Paranoid Park




Dans Paranoid Park, Gus Van Sant se glisse une fois encore dans les méandres de l’esprit adolescent. Tortueux, difficile, parfois incompréhensible, il nous dépeint Alex, jeune skateur en conflit avec sa conscience. Ce dernier a en effet tué, de manière accidentelle, un agent de sécurité. Après la peur, l’angoisse, le jeune garçon décide de se taire, portant seul ce lourd fardeau.

Sur fond de musiques très éclectiques (punk, classique, blues,…), Alex évolue dans un univers bien particulier, propre à Gus Van Sant. Son monde est restreint et le nombre des gens qui le composent l’est encore plus. Il erre entre chez sa mère, le lycée et le très « fameux » et très malfamé skatepark, le Paranoid Park. Il vagabonde et semble se laisser porter plus qu’il n’agit.
Comme dans d’autres films du réalisateur, les adultes sont quasiment absents de la partie. La mère traverse l’écran juste quelques secondes et le père ne fait, lui aussi, qu’une courte apparition. La seule personne issue du monde « des grands » est incarnée par l’inspecteur de police, figure d’autorité. Le monde réduit aux seuls « enfants » nous fait alors comprendre que ces derniers se retrouvent livrés à eux-mêmes, sans véritables repères, sans personne vers qui se tourner. Sensation étrange d’un ensemble auquel il manquerait une partie, d’un puzzle dont une pièce aurait disparu.

Gus Van Sant nous fait donc entrer dans l’esprit labyrinthique d’Alex, construisant d’ailleurs son film en authentique labyrinthe. Ce dédale a pour fil rouge une lettre. Celle qu’écrit Alex. Mais à qui ? Pourquoi ? Le film nous laisse volontairement flotter sans que nous ne sachions réellement quel est le moment présent. Nombreux sont les flashbacks mais aucun ordre chronologique ne semble respecté pour les unir. Tout devient flou.

Mais parfois trop. Le réalisateur ne donne pas de piste afin de comprendre (ou du moins d’essayer) le mécanisme d’Alex. Pourquoi agit-il ainsi ? Gus Van Sant ne semble tout simplement pas s’en préoccuper. Il ne paraît pas vouloir aborder le sujet, comme si cela lui était indifférent. Il se concentre alors essentiellement (exclusivement ?) sur la forme, au détriment du fond. Paranoid Park devient dès lors une œuvre d’art au sens plastique du terme. Le film est très riche en ralentis, retours en arrière, gros plans…L’image est très travaillée. L’esthétique est au rendez-vous, Gus Van Sant maitrisant toujours (de mieux en mieux ?) sa caméra, son univers, sa touche qui fait le petit plus.
C’est un vrai plaisir pour les yeux et les oreilles, car il faut bien l’admettre, la bande-son n’est pas en reste. Gus Van Sant a porté un soin tout particulier à la musique. Chaque morceau correspond très justement à l’humeur, à l’état d’esprit de notre jeune héros et l’accompagne, comme un personnage à part entière. La chanson (française d’ailleurs) qui entoure l’épisode d’ouverture au skatepark donne une sensation aérienne au spectacle et sublime véritablement la scène.

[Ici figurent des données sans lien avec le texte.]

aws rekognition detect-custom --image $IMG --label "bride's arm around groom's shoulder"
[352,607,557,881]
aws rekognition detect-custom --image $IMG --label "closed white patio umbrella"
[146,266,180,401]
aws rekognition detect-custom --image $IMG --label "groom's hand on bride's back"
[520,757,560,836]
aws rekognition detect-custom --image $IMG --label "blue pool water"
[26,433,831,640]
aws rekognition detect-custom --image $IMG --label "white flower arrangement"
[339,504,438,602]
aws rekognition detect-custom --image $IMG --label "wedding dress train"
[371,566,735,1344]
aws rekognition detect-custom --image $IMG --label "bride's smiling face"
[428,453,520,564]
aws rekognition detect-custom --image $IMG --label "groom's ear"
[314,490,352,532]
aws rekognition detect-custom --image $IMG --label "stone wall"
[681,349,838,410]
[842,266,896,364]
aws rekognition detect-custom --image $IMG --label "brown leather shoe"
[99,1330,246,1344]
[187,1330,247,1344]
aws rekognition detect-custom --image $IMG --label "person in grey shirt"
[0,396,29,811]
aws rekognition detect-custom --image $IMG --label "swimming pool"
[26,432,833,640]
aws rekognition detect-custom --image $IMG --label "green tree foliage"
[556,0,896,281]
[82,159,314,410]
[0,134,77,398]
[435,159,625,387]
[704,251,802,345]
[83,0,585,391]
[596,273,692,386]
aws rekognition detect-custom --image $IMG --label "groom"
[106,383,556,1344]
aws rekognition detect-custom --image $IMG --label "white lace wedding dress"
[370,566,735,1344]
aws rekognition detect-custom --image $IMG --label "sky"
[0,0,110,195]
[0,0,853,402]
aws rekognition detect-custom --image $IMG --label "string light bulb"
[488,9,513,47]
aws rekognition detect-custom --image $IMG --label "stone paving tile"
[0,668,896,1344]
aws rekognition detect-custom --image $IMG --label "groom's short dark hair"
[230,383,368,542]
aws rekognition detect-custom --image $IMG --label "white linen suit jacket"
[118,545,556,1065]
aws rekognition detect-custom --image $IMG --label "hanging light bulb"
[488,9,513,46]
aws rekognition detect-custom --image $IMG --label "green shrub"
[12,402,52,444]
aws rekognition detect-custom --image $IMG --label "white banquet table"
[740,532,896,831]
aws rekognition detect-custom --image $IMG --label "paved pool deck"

Malheureusement, la beauté formelle ne fait que davantage ressortir la « pauvreté » du fond. On aurait préféré que le réalisateur aille plus en profondeur dans l’espoir de pouvoir interpréter les réactions d’Alex et son choix, loin d’être facile et évident.
A travers Paranoid Park, c’est l’esprit de Gerry que l’on retrouve. L’esthétique est tout aussi sublime mais contrairement à Gerry, le support est quelque peu absent et la finalité de la forme ne se fait donc pas sentir. Paranoid Park ressemble trop à un exercice de style.
Le pourquoi du comment manque au récit et le spectateur reste dans l’attente de quelque chose, sortant de la salle quelque peu frustré, comme si le réalisateur le privait d’une chose essentielle.